OSHA is requesting information and comment on occupational exposure to infectious agents in settings where healthcare is provided, including hospitals, outpatient clinics, clinics in schools and correctional facilities. In addition, it is interested in hearing from health care related settings, including laboratories that handle potentially infectious biological materials, medical examiner offices and mortuaries. The agency is soliciting information on a variety of topics related to infectious diseases including:

  • how diseases are most commonly transmitted and the practices currently in place to safeguard workers;
  • the implementation of recognized infection control measures in preventing occupational infection of workers, and to what extent voluntary measures currently in place are being followed.

"OSHA is interested in strategies that are being used in healthcare and other healthcare-related work settings to mitigate the risk of occupationally-acquired infectious diseases," the agency states. "OSHA would like to collect information and data on the facilities and the tasks potentially exposing workers to this risk; successful employee infection control programs; control methodologies being utilized (including engineering, work practice, and administrative controls and personal protective equipment); medical surveillance programs; and training. OSHA will use the information received in response to this request to determine what action, if any, the agency may take to further limit the spread of occupationally-acquired infectious diseases in these types of settings."

The key question, if any of this comes to pass, is whether patient safety will be improved or compromised by new regulations designed to protect workers, which by regulatory mandate are the sole purview of OSHA's power. While federal regulation is often characterized as burdensome and counterproductive, there is also the intriguing possibility that OSHA could empower infection preventionists by putting its considerable clout behind heretofore voluntary guidelines.

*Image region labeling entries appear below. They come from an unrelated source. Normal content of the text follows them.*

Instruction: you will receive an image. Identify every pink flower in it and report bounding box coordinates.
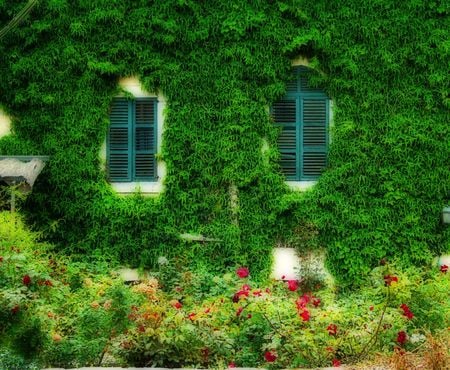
[299,308,311,321]
[22,275,31,286]
[236,267,249,279]
[327,324,337,335]
[384,275,398,286]
[288,280,298,292]
[172,301,183,310]
[400,303,414,320]
[312,297,321,307]
[264,351,277,362]
[397,331,407,345]
[295,294,311,310]
[332,358,341,367]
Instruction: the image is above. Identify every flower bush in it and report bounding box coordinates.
[0,213,450,369]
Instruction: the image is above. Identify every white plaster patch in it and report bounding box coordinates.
[272,248,300,280]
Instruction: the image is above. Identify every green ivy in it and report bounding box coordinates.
[0,0,450,283]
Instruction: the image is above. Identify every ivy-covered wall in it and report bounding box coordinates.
[0,0,450,282]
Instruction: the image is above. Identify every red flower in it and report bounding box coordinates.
[299,308,311,321]
[288,280,298,292]
[400,303,414,320]
[264,351,277,362]
[295,294,311,310]
[236,267,249,279]
[22,275,31,286]
[384,275,398,286]
[253,289,262,297]
[333,358,341,367]
[172,301,183,310]
[397,330,406,345]
[327,324,337,335]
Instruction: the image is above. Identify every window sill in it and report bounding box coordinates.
[286,181,317,191]
[111,181,163,195]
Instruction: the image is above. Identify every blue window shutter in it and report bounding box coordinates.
[301,96,329,180]
[107,98,132,182]
[133,98,157,181]
[272,98,300,180]
[271,66,330,181]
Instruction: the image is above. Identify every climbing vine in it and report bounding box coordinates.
[0,0,450,283]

Though citing the existing guidelines by the Centers for Disease Control and Prevention and groups like the Association for Professionals in Infection Control and Epidemiology, OSHA expressed a somewhat cryptic interest in "any other strategies that might be applied within healthcare or healthcare related work settings to mitigate the risk of occupationally transmitted infectious diseases. While the CDC/HICPAC guidelines present the recommended practices for reducing the risk of infectious disease transmission to patients and HCWs, the guidelines are non-mandatory. The lack of adherence to voluntary infection control procedures is of particular interest to OSHA. What are the potential benefits of more widespread compliance with infection control guidelines? How can OSHA best assure such compliance takes place?"

An acrimonious history

IPs and infectious disease groups have historically been at odds with OSHA, primarily over its emphasis on respirators — which many feel are more suited for industry than healthcare. The most recent iteration of that issue was the requirement for N95s to protect workers against H1N1 pandemic influenza A. However, the conflict between occupational health and infection control goes back many years, including the protracted battle over OSHA's attempt to issue a federal tuberculosis regulation for health care. It may be recalled that the TB donnybrook was imbued with a certain bitterness on both sides, particularly when OSHA folded some of the provisions of the defeated TB standard into its existing respiratory protection regs at almost literally the last minute. Indeed, the timing was particularly infuriating to IPs, coming as it did on New Year's Eve of 2003. (See Hospital Infection Control & Prevention, Feb. 2004, cover story in the HIC archives at http://www.ahcpub.com)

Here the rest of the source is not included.